H度はやや低め。各ヒロインとも複数回用意されていますが、1シナリオ中には
1回しかないキャラクターもいます。尺の方はやや短め、描写もややライトです。
内容的には、本編では純愛的なものが多め……というか、各ヒロイン1回は
あるのですが、むしろおまけの方がインパクトは強いかも。
なお、奏はHシーンが用意されていませんのでご注意を。

テキストは誤字等はほとんど気にならず、テンポも良く読みやすいテキストだと
思います。
プレイ時間・難易度
ゲーム期間は5日間。シナリオによってはもっと短かったりもしますけど。
基本的に、ゲームの日までを描いた作品で、それまでは1日ずつ進みます。

ワンプレイは3〜4時間。かなりあっさり終わります。テンポも良くサクサク
進むので、ちょっと物足りなさがあるかも。

難易度は激低め。というか、選択肢がないので、悩みようがありません。
総評
お奨め度ですが、簡単お手軽純愛コミカルシリアス感動ストーリーが好きな
人にお奨め。

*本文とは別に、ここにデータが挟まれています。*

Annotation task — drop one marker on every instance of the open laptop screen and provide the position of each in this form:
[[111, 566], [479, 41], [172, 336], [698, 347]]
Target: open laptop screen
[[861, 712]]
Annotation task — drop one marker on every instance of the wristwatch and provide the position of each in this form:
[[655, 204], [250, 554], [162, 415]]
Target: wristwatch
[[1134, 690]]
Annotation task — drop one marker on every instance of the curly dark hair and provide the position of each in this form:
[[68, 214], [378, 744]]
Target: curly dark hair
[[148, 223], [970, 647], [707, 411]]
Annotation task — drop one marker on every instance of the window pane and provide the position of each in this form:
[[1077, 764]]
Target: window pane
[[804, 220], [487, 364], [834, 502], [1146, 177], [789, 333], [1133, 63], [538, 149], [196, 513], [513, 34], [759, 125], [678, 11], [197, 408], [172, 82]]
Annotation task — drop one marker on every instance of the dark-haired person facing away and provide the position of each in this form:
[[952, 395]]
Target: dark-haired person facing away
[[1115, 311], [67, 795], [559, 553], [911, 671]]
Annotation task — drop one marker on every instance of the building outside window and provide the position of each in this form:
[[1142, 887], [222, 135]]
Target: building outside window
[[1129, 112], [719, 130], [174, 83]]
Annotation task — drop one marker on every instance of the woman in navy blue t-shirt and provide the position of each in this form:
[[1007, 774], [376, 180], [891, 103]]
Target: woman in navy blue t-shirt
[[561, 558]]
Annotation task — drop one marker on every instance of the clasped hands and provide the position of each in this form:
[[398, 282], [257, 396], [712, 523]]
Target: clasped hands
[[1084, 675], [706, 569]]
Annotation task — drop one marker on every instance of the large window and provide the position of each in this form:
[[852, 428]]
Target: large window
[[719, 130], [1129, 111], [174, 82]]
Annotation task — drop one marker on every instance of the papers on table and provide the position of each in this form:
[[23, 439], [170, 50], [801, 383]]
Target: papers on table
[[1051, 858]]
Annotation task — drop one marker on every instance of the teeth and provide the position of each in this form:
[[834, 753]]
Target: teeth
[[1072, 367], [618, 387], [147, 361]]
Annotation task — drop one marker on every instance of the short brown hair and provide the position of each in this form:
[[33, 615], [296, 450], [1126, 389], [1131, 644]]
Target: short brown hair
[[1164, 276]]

……自分で言ってて訳がわかりません。

1周は短めで、全体で見てもボリュームは小さめの作品なんですが、そんな
中に色んな要素が詰め込まれた、かなり密度の濃い作品です。
作品のベースには人類を救う天使と悪魔のゲームという重い設定があり、
それについて悩んでいくというシリアスな展開なのですが、コミカルな会話や
キャラクターの魅力もあって、ただ重いだけでなくメリハリの効いたプレイ
しやすい内容になっていると思います。
選択肢がないため、ストーリーに集中出来ますし。

やや展開が駆け足だったり、説明不足な点も見受けられますが、まあ仕方ない
かな? とは思います。
ボリュームは小さめですが、価格は低く設定されていますし、密度は結構濃い
ため、そーんなに不満には思いませんでした。
それよりも、奏ルートがない方が不満かも(笑)

ともあれ、コンパクトながらも、色んな要素の詰め込まれた密度の高い話を
読むことが出来ますし、プレイもしやすく、演出も凝っていて、とても丁寧に
作られているという印象を受けました。
キャラクターも魅力的ですし、設定もなかなか面白くて、話の先は読めて
いても、充分に楽しむことが出来ました。

雰囲気が気に入った人は是非どうぞ。手に入れづらいのが難点ですが。